A Girls’ Guide to Wearing Western
The Western look is trendy right now – but how do you pull it off without looking like a rodeo clown?
The key is to wear Western-inspired pieces as just another part of your regular outfit. Don’t dress up head-to-toe for a day on the ranch, unless you’re actually spending a day on the ranch. Harmonize your outfits with a variety of fabrics and textures, including Western favorites like yoke-front shirts, cow prints, cowboy boots, and rhinestones. Look for unique pieces that combine modern sensibilities with traditional, Western fashion.

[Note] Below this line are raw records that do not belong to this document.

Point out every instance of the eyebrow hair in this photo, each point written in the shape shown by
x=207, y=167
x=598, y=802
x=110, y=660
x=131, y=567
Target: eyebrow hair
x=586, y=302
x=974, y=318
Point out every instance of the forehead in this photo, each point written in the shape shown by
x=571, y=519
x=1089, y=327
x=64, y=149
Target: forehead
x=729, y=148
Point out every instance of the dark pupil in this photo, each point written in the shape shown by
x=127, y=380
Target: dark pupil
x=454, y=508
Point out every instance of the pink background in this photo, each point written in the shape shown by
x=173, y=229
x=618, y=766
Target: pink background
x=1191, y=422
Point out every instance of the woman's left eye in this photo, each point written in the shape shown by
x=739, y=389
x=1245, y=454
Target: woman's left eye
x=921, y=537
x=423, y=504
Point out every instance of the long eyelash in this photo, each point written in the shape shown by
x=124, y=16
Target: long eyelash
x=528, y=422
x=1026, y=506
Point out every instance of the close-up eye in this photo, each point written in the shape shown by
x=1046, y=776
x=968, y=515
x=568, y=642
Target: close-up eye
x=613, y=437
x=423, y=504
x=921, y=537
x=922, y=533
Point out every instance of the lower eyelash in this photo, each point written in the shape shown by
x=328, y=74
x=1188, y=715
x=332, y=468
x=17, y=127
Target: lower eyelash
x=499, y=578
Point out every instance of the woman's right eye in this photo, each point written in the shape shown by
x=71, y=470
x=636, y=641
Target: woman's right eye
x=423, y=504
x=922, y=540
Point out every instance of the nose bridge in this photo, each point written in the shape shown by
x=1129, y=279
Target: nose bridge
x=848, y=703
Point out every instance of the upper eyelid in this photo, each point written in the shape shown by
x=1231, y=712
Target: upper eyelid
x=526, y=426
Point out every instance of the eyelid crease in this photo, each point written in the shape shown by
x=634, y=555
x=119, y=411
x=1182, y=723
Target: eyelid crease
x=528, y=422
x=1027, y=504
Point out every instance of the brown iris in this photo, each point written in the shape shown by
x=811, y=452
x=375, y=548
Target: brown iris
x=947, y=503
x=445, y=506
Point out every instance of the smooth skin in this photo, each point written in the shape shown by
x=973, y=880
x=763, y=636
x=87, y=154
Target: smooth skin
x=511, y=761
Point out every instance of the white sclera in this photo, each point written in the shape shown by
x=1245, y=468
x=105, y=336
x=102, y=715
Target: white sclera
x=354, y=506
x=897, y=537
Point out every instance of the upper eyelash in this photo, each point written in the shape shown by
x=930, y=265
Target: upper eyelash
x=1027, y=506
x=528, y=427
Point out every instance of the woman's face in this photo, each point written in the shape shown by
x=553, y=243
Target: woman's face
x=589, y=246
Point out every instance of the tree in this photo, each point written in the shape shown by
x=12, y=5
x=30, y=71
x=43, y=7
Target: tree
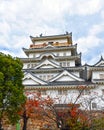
x=11, y=88
x=30, y=109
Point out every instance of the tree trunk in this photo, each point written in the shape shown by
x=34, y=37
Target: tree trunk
x=25, y=119
x=1, y=125
x=25, y=123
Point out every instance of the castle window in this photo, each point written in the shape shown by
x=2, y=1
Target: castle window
x=86, y=92
x=28, y=65
x=101, y=76
x=59, y=92
x=57, y=54
x=94, y=105
x=64, y=54
x=62, y=92
x=33, y=55
x=43, y=92
x=68, y=64
x=44, y=77
x=64, y=64
x=102, y=91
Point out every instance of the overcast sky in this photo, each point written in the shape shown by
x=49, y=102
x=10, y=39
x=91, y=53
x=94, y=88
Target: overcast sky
x=84, y=18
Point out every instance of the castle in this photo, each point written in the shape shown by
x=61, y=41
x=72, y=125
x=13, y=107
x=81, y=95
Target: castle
x=53, y=67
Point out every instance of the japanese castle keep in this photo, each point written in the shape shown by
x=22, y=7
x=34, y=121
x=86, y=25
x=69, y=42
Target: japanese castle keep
x=53, y=66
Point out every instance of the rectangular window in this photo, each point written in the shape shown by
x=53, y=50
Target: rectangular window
x=28, y=65
x=64, y=54
x=68, y=64
x=59, y=92
x=62, y=92
x=43, y=92
x=101, y=76
x=102, y=91
x=94, y=105
x=86, y=92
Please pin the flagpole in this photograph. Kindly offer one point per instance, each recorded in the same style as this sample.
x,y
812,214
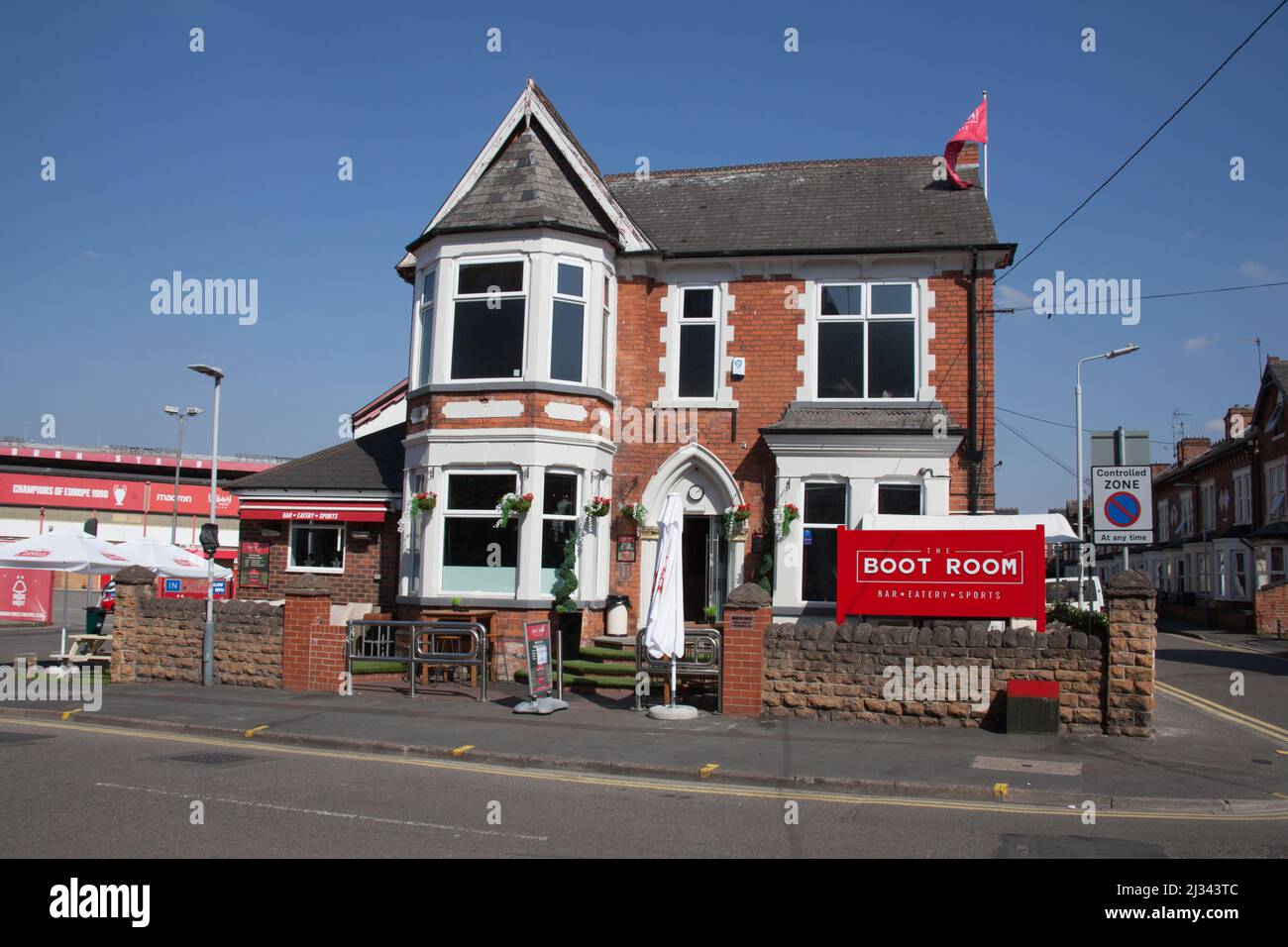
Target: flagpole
x,y
986,153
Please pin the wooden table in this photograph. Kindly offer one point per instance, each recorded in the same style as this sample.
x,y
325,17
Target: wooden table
x,y
482,616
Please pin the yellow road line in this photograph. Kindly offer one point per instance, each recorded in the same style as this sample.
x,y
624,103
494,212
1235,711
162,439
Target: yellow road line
x,y
1219,644
644,784
1252,723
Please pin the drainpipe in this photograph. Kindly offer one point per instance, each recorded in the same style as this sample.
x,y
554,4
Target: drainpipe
x,y
973,454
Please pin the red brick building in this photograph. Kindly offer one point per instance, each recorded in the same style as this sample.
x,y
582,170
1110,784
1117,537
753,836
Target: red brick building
x,y
1222,523
811,334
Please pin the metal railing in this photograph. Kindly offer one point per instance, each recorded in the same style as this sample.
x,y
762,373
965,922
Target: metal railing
x,y
421,644
703,657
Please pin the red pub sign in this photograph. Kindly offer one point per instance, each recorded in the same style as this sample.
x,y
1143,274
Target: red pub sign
x,y
958,574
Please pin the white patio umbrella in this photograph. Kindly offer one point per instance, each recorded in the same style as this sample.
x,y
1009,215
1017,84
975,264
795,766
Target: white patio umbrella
x,y
664,631
165,560
65,552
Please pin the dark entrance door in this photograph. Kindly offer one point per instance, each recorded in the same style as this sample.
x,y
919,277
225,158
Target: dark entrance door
x,y
706,558
695,551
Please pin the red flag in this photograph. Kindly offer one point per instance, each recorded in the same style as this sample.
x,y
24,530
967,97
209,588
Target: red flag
x,y
975,129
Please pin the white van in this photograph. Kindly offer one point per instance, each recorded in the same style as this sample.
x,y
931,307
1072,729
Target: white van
x,y
1067,590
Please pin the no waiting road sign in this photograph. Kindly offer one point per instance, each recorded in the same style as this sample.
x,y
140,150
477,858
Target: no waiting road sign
x,y
1122,505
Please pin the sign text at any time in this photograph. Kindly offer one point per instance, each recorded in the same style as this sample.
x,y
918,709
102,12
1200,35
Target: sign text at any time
x,y
1122,506
961,574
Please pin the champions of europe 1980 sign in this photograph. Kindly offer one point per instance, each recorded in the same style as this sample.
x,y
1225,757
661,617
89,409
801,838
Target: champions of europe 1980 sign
x,y
960,574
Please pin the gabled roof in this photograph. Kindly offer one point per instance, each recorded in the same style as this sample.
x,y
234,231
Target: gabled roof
x,y
787,208
1222,449
838,419
532,110
528,184
533,171
372,463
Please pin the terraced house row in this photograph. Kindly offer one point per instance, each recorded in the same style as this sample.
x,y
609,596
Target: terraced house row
x,y
1220,548
805,342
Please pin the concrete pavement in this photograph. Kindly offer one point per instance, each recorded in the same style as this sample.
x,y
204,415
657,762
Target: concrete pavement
x,y
1196,759
147,795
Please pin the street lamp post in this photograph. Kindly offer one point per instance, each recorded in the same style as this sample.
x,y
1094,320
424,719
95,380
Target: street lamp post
x,y
178,464
207,637
1077,474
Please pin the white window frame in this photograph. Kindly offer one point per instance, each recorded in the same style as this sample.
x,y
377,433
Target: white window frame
x,y
845,518
1207,505
423,355
866,318
326,570
717,321
918,484
1186,526
476,514
1243,496
584,302
576,510
1276,486
605,330
456,296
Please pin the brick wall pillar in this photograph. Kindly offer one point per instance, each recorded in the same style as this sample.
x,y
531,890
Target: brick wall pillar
x,y
133,585
312,647
746,620
1129,660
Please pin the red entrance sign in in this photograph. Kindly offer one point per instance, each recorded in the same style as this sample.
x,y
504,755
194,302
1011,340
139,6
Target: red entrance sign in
x,y
26,594
960,574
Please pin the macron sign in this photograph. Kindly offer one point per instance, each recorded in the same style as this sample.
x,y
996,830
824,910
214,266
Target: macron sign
x,y
960,574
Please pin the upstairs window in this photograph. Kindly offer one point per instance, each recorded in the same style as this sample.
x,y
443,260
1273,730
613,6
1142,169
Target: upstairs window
x,y
699,325
1207,505
1186,526
558,523
425,326
867,341
1275,489
488,320
568,324
478,557
1243,496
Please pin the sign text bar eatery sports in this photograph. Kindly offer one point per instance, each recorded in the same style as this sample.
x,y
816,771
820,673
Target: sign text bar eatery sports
x,y
960,574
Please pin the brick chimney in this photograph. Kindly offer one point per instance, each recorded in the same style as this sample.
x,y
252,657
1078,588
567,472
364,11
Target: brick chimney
x,y
1236,428
1189,447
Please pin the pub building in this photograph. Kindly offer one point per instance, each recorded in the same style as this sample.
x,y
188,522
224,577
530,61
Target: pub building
x,y
787,347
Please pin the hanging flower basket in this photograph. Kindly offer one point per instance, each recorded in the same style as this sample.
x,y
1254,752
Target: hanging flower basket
x,y
511,505
784,517
636,512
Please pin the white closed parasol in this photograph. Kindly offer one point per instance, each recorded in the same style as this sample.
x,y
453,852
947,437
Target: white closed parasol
x,y
664,631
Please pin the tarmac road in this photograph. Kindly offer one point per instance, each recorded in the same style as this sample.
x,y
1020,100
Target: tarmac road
x,y
110,793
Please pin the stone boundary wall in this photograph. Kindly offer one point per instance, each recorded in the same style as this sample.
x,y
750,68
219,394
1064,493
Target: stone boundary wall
x,y
836,673
160,638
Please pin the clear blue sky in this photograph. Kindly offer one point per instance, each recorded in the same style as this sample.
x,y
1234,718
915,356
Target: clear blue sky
x,y
223,163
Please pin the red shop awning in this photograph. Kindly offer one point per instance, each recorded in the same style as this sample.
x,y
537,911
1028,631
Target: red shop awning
x,y
317,512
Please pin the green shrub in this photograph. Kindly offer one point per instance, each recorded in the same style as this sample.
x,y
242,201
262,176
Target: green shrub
x,y
1080,618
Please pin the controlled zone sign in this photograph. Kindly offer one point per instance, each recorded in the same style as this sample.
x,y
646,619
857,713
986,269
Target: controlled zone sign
x,y
1122,505
960,574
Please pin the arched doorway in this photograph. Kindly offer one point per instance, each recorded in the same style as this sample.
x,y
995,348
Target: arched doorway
x,y
711,561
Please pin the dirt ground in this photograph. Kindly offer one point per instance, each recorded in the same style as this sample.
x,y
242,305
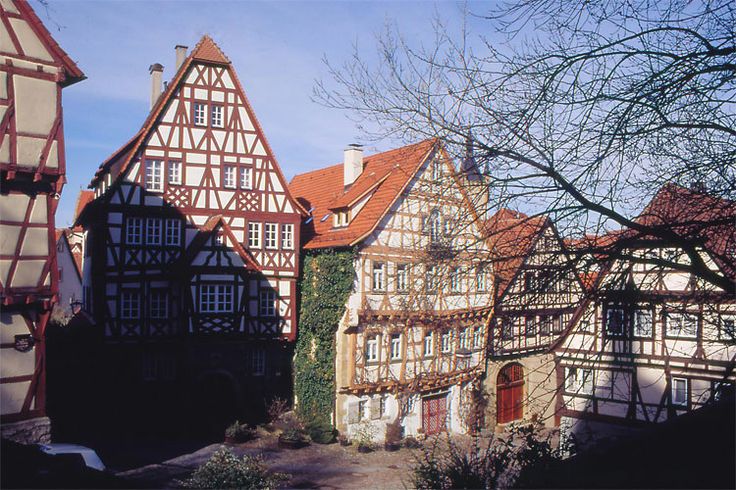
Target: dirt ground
x,y
314,466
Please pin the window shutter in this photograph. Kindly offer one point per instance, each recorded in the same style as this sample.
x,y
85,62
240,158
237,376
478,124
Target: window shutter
x,y
353,415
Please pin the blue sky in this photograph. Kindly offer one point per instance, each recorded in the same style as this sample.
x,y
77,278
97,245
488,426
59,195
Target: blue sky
x,y
277,49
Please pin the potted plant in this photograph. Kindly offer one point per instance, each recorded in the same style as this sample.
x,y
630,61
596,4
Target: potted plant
x,y
237,433
393,436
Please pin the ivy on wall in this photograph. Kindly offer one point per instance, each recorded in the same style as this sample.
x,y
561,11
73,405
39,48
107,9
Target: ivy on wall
x,y
326,282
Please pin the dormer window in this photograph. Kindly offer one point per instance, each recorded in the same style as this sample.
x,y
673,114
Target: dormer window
x,y
342,218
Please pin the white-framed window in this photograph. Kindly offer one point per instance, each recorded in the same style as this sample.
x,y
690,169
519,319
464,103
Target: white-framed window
x,y
155,175
480,280
174,172
216,118
455,280
130,305
254,235
681,325
159,304
615,321
200,114
642,323
446,342
258,361
428,343
395,346
727,327
173,232
134,231
463,339
402,277
379,276
271,236
679,392
477,337
216,298
267,303
371,348
229,175
153,231
287,237
246,177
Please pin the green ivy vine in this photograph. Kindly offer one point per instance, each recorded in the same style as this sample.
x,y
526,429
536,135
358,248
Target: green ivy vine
x,y
325,284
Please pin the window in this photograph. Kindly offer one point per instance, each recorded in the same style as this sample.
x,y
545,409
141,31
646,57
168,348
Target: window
x,y
174,172
679,392
133,231
477,338
216,298
155,175
371,348
287,237
455,280
153,231
728,328
246,178
173,232
402,277
216,116
159,306
254,235
268,303
642,323
682,325
428,343
228,176
258,361
446,342
615,321
271,235
130,305
395,346
200,114
379,274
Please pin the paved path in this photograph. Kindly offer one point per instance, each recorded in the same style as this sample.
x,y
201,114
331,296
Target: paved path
x,y
314,466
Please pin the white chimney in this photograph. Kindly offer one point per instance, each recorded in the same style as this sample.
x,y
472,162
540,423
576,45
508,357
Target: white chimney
x,y
156,70
352,163
181,55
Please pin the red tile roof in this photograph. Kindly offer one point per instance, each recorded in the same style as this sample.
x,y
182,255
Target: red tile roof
x,y
511,235
384,174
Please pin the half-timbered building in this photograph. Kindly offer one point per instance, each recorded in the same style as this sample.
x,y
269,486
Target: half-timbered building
x,y
33,72
192,251
536,293
410,345
655,340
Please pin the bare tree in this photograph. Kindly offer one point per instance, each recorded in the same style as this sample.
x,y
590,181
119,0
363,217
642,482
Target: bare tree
x,y
583,113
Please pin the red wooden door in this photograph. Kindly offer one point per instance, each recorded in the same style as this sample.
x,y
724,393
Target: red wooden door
x,y
510,394
434,413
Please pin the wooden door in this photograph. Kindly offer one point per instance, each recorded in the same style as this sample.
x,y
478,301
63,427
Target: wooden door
x,y
510,394
434,414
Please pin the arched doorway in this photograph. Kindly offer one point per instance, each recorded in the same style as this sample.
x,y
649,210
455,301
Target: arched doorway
x,y
510,394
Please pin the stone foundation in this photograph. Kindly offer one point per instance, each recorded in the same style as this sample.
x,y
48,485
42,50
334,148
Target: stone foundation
x,y
31,431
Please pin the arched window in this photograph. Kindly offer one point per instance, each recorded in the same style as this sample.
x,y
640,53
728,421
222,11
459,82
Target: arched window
x,y
510,393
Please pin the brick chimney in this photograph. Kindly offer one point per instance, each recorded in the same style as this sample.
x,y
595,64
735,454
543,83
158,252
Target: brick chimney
x,y
352,163
156,70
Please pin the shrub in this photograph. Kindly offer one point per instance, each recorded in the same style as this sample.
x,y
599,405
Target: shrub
x,y
239,432
225,470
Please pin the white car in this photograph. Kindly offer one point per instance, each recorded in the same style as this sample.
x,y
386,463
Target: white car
x,y
90,457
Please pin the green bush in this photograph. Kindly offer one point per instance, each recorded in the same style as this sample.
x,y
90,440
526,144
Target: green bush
x,y
225,470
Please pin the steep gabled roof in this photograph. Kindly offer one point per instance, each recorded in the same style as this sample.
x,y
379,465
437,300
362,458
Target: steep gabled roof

The biggest mistake you can make when you’re embracing the Western trend is to doll yourself up in Western gear from head to toe. If you go all out with a ten-gallon hat, bolo tie, yoke-front shirt, leather chaps, jeans, and cowboy boots, you’re going to look like you’re wearing a costume. Ditto if you dress your family up in head-to-toe Western wear, too.
Don’t get us wrong – there’s a time and a place for everything, including head-to-toe Western wear, but the place is the frontier and the time is 1870. All jokes aside, if you’re going to a rodeo, heading to the ranch, or visiting family in the Lone Star State, wear as much Western gear as your heart commands. Otherwise, try to keep your outfit’s ratio of Western gear to non-Western gear at 50/50.
Western gear depends heavily on denim, but you should avoid the Canadian tuxedo look. Mix your fabrics and textures. Pair your denim jeans with a fringed leather jacket. Wear your cowboy boots with slacks and a silky top, or a structured pantsuit. Grab a pair of cowboy boots with silk appliques or go for a space-cowboy theme with a metallic finish. Mix leather pieces made with hair-on hide and those made with smooth calfskin. Get creative – pull a page from Princess Diana’s book and match sweatpants with cowboy boots, pair a cow-print mini skirt with a crop top, or throw on a prairie blouse with your jeans and boots. Your little girl can get in on the fun, too – dress her in girls’ western shirts with fun prints, paired with a pair of jeans or her favorite skirt and cowboy boots.
When it comes to wearing the Western trend successfully, you can’t go wrong with a unique piece. Think cowboy boots that are tie-dyed, or a yoke-front shirt studded with rhinestones. Grab a mini dress in cow print sateen, a pair of mules in hair-on calf leather, or a jacket in black-and-white cow-print denim. Rock a knee-high pair of baby-blue cowboy boots. Unique pieces are an easy way to add some Western flair to what might otherwise be a pretty ordinary, hum-ho look – and because they’re not traditional, they’re a lot easier to pull off if you’re a city slicker.
Any outfit can be a Western outfit with the addition of the right hat – and for most people looking to jump on the Western trend bandwagon, “the right hat” is a cowboy hat. Cowboy hats aren’t just for men – plenty of women also wear them, and many prefer a hat with a narrow pinched front, which can make your cheekbones look higher and your chin stronger.
But felt and leather cowboy hats aren’t the only option. For a light and airy summer look, try a straw cowboy hat. Straw hats breathe better in the sultry southwestern summers, and a few fresh flowers wrapped around the band lends a feminine, romantic touch. For a more casual look, grab a Western-themed ball cap. As a lady, you don’t have to worry about taking off your hat indoors, unless you are wearing it to protect yourself from the weather.
Boots, hats, yoke-front shirts, bolo ties, and the like might seem a little too masculine for your tastes, and if so, the prairie dress look is for you. These fluffy, flouncy, flowy dresses call back to an earlier era of femininity, and they’re just as Western as a pair of cowboy boots. Try prairie-style blouses paired with jeans, too.
Western wear may be fashion-forward, but it’s easy to make a faux pas when you wear this trend, especially if you overdo it. Mix Western-inspired pieces into your everyday outfits for an extra touch of fashion flair – and one that shows off your uniquely American sensibilities, whether you’re at the rodeo, on the farm, or strolling down a city street.